VIDÉO. Bande-annonce du film « Le Mépris »

Difficile de percer « l’énigme » Piccoli

Comme il a eu un « coup de foudre » pour Godard, qu’il retrouvera en 1981 dans « Passion », Piccoli nouera des liens de fidélité avec d’autres réalisateurs. Il deviendra ainsi le comédien fétiche de Luis Buñuel, avec lequel il a tourné sept films (dont « Journal d’une femme de chambre » et « Belle de jour »), de Marco Ferreri (sept longs-métrages également, dont « La Grande bouffe »), de Claude Sautet (cinq films, dont « Les Choses de la vie » ou « Vincent, François, Paul… et les autres ») ou même de Claude Chabrol (trois films). « J’ai eu des rapports d’amitié profondément et intimement passionnels avec des hommes », commentera plus tard celui qui était aussi très proche des acteurs Ugo Tognazzi ou Marcello Mastroianni.

Dans ses interviews, Piccoli se livrait peu, répondant aux questions intimes par d’autres questions ou par des pirouettes. Son amie et ancienne voisine de la rue de Verneuil à Paris Jane Birkin confiera un jour ne s’être jamais « aventurée au-delà de son salon ». Même Juliette Gréco, qui fut sa deuxième épouse après l’actrice Eléonore Hirt et avant la scénariste Ludivine Clerc, avouera qu’elle n’a jamais réussi à percer « l’énigme » Piccoli. « J’aime le secret, le doute, assurait ce grand discret. J’aime fouiller les autres. Je n’aime pas dire complètement ce que je pense », concédait-il, encore à L’Express en 2000.

Une vocation née à l’âge de 9 ans

Père de trois enfants (dont une fille avec laquelle il était fâché et deux enfants adoptés d’origine polonaise), marié trois fois, Michel Piccoli avait dévoilé sur le tard une liaison avec Romy Schneider. Dans le livre « J’ai vécu dans mes rêves », coécrit en 2015 avec l’ancien patron du Festival de Cannes Gilles Jacob, le comédien révélera : « Elle et moi avons eu la faiblesse de nous laisser aller à des gestes pas toujours honnêtes, mais cela n’a jamais détruit, comme on dit, l’amitié que l’on avait l’un pour l’autre ».

Dans cet ouvrage passionnant, Piccoli racontait aussi comment était née sa vocation de comédien, à l’âge de 9 ans.

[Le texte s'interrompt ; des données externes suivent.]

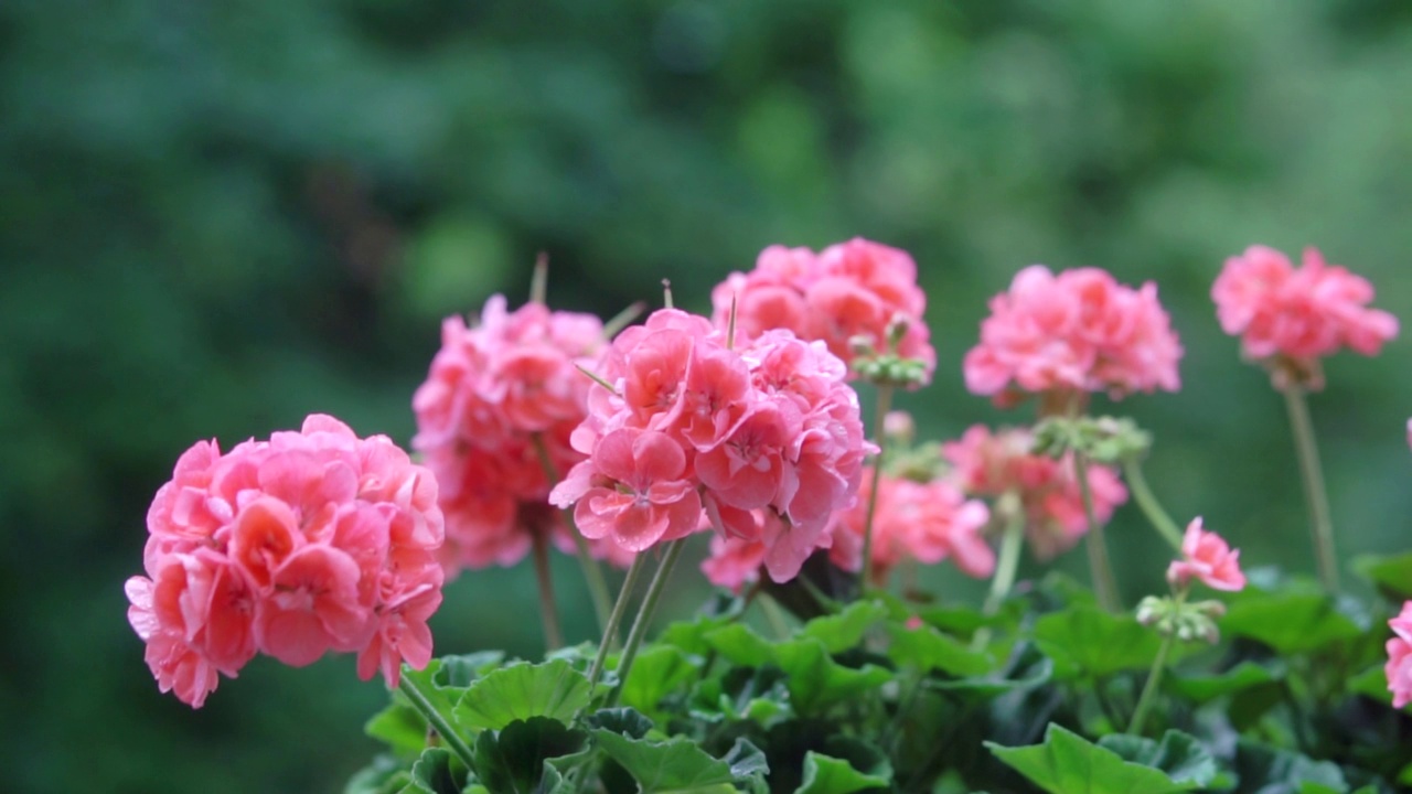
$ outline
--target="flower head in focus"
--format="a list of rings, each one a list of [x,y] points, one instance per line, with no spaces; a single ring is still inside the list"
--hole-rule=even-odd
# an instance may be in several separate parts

C’est en jouant sur scène un conte d’Andersen que ce gamin taiseux avait découvert le double « émerveillement » d’être écouté des adultes et de raconter une histoire qui n’était pas la sienne. L’acteur se souvenait alors de cette enfance entre un père souvent absent et une mère distante, qui l’ont conçu « par hasard et par compensation » après avoir perdu un fils de 3 ans. « Pendant toute mon enfance, resté fils unique, il y avait donc ce fantôme avec moi et j’ai quelquefois eu l’impression que ma mère, qui parlait peu, ne se manifestait que pour évoquer ce frère mort », écrivait-il alors.

Ces dernières années, l’acteur regrettait que sa santé ne l’empêche de travailler. Il évoquait sa « mémoire trouée » et les assurances qui ne voulaient plus le couvrir… Il y a quatre ans, interrogé, dans le documentaire « L’Extravagant Monsieur Piccoli » d’Yves Jeuland, sur ce qu’il aimerait qu’on retienne de lui, il avait très humblement répondu : « Michel Piccoli a aimé son métier, il l’a servi de son mieux ».